Submento-vertical View of Skull

This projection is of the base of the skull. The sphenoid air sinus is well shown. The numerous exit foramina from the skull are easily identified. Look for enlargement of the foramen spinosum which can occur in vascular vault meningiomas with a large external carotid arterial supply. Check the petrous apex and the region of the jugular foramen. Check the middle ear and its ossicles. Identify the three bony lines which overlap anteriorly: the greater wing of the sphenoid, the posterior wall of the orbit and the posterior wall of the maxillary antrum.

30° Fronto-occipital View of Skull (Towne's Projection)

This view shows the region of the foramen magnum, the occipital bone and the petrous ridges, which should be checked for any abnormality. 

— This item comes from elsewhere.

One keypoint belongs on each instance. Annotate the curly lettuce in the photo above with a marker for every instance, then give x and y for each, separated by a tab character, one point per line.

Check for posterior vault fractures. See if the pineal or the choroid plexuses of the lateral ventricles are calcified and, if they are, check there is no midline shift. This view also demonstrates the zygomatic arch clearly.

Lateral View of Skull

This is probably the most important of the skull views. There are several features which must be checked on this projection: the hypophyseal fossa, both for pituitary tumours and for the effects of raised intracranial pressure; the position of the pineal, if calcified; the width of the soft tissue shadow on the posterior aspect of the nasopharynx and oropharynx, and the posterior walls of the maxillary antra.

Do not confuse vault fractures with vascular markings and suture lines. Look for other physiological calcification sites, e.g. habenular calcification (reverse C-shape), petroclinoid and interclinoid ligament calcification. The frontal, sphenoid and maxillary air sinuses are clearly visualized on this projection, as is the pterygopalatine fossa.

Occipito-frontal View of Skull

This projection allows the orbits to be checked for their equality of size, which is important in patients with proptosis. The floor of the hypophyseal fossa can be seen through the nasal cavity and this should be looked at closely if a pituitary tumour is suspected. Check the supraorbital fissure and the greater and lesser wings of sphenoid for any abnormality. Watch for vault fractures in the frontal region and for blowout fractures through the floor of the orbit. The nasal cavity, the medial wall of the maxillary antrum and the ethmoid air cells are well seen in this projection.